I would like to roll a customized function, that uses two data columns, over a data frame. I see how to do this with one data column, but I can't quite wrangle two. (The real data frame is much larger.)

my_df <- data.frame("id"=c("151", "143", "199", "122", "156"), 
                "person"=c("mother", "father", "grandma", "child", "sister", "mother", "grandma", "grandma", "father", "mother","mother", "mother", "grandma", "child", "sister", "mother", "mother", "grandma", "father", "mother", "mother", "mother", "mother", "mother", "mother"))

my_new_df <- my_df %>%
group_by(id) %>% # first I subset by ID number
mutate(total = n()) # calculate the total number of observations per ID
filter(person=='mother') %>% # then I filter the observations I want to know about
mutate(n_mother = n()) %>% calculate the # of 'mother' observations per ID
mutate(prop_mother = rollapply(n_mother/total, width=1, FUN=(??)) # Here I get stuck - I want the proportion of 'mother' observations updated for every observation from this ID number
Do I write a custom function to call within the pipe?
calculate_mother = function(n_mother){
   return(n_mother / total)
}
After this, I want to calculate the rolling mean and variance of prop_mother as well, but I can't do that until I actually calculate prop_mother
2

2 Answers

0
votes

I would try something like this:

#count is group_by and n rolled into one
all_ids <- my_df %>% count(id)

mom_ids <- my_df %>% filter(person=='mother') %>% count(id,name = "n_mother")

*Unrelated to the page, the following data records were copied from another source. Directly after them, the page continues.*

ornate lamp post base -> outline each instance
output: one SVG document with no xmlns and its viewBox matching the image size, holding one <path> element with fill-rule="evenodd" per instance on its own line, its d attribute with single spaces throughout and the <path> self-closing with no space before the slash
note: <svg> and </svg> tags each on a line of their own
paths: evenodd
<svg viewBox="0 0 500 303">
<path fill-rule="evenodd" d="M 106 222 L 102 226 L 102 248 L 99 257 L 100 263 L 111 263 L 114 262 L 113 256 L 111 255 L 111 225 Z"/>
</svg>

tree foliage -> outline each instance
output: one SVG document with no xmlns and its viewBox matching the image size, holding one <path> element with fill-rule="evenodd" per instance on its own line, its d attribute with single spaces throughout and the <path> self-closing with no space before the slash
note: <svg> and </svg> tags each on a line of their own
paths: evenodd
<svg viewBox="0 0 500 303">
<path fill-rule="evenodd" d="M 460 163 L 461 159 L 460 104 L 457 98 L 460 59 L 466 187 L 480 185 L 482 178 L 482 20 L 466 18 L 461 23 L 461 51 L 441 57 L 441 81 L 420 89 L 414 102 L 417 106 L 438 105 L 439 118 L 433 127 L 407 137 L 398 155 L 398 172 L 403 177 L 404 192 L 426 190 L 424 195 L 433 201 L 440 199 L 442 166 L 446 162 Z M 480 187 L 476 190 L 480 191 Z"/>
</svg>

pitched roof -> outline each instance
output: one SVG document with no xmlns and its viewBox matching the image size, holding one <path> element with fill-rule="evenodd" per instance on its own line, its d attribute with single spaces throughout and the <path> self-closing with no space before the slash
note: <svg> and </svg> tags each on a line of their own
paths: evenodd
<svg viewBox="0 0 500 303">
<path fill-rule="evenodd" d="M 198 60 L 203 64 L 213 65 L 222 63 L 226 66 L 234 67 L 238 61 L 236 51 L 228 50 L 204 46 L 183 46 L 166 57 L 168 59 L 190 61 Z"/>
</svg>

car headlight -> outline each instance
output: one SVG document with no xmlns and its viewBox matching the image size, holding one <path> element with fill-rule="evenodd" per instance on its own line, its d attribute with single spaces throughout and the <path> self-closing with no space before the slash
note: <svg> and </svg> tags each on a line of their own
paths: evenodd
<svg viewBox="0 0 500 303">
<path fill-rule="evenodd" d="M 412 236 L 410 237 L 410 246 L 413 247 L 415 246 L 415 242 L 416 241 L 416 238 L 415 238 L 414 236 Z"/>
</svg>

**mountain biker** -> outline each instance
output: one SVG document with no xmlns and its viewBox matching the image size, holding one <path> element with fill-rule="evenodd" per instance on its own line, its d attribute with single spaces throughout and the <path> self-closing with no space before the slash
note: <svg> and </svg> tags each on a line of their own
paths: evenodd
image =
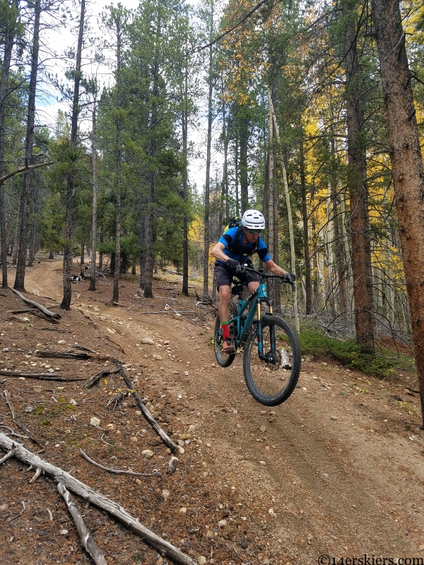
<svg viewBox="0 0 424 565">
<path fill-rule="evenodd" d="M 293 282 L 296 278 L 291 273 L 278 266 L 271 259 L 265 242 L 259 234 L 265 229 L 265 218 L 259 210 L 247 210 L 242 217 L 242 225 L 231 227 L 218 240 L 211 251 L 215 262 L 215 277 L 219 294 L 218 314 L 223 332 L 223 349 L 226 353 L 235 352 L 235 347 L 230 335 L 229 304 L 231 297 L 230 286 L 232 277 L 236 275 L 247 285 L 252 294 L 259 285 L 259 277 L 254 273 L 240 273 L 240 263 L 253 268 L 249 257 L 257 253 L 267 268 L 273 275 L 288 274 L 289 282 Z"/>
</svg>

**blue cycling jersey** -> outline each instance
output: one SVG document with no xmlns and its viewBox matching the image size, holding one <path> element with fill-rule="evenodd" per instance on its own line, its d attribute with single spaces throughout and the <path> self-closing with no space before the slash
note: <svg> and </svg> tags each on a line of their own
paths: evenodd
<svg viewBox="0 0 424 565">
<path fill-rule="evenodd" d="M 252 249 L 254 248 L 254 244 L 247 243 L 245 244 L 243 243 L 242 231 L 240 234 L 238 242 L 233 242 L 234 238 L 237 236 L 237 231 L 238 227 L 231 227 L 230 230 L 225 232 L 218 241 L 219 243 L 222 243 L 225 246 L 225 249 L 223 249 L 223 252 L 225 254 L 225 255 L 227 255 L 230 259 L 235 259 L 236 261 L 242 263 L 252 254 L 251 253 L 249 253 L 249 249 Z M 238 246 L 240 253 L 234 253 L 230 251 L 230 249 L 228 249 L 229 245 L 231 245 L 232 248 Z M 268 252 L 266 244 L 261 236 L 258 237 L 257 247 L 254 252 L 257 253 L 259 256 L 259 258 L 263 261 L 267 261 L 271 259 L 271 255 Z M 219 262 L 223 263 L 224 264 L 225 263 L 224 261 L 220 261 Z"/>
</svg>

my_new_df <- full_join(all_ids,mom_ids)

my_new_df$n_mother[is.na(my_new_df$n_mother)] <- 0

my_new_df$prop_mother <- my_new_df$n_mother/my_new_df$n
0
votes

Are you looking for something like this? I could not identify something to order by that would be needed for "rolling" calculations as the ID is duplicated for mother... or you could group by ID also not only person

library(dplyr)

my_new_df <- my_df %>%
  dplyr::group_by(id) %>% 
  dplyr::mutate(total = n())  %>% 
  dplyr::mutate(n_mother = n()) %>%
  dplyr::group_by(person) %>%
  dplyr::mutate(prop_mother = n_mother/sum(total),
                roll_prop_mother = cumsum(prop_mother))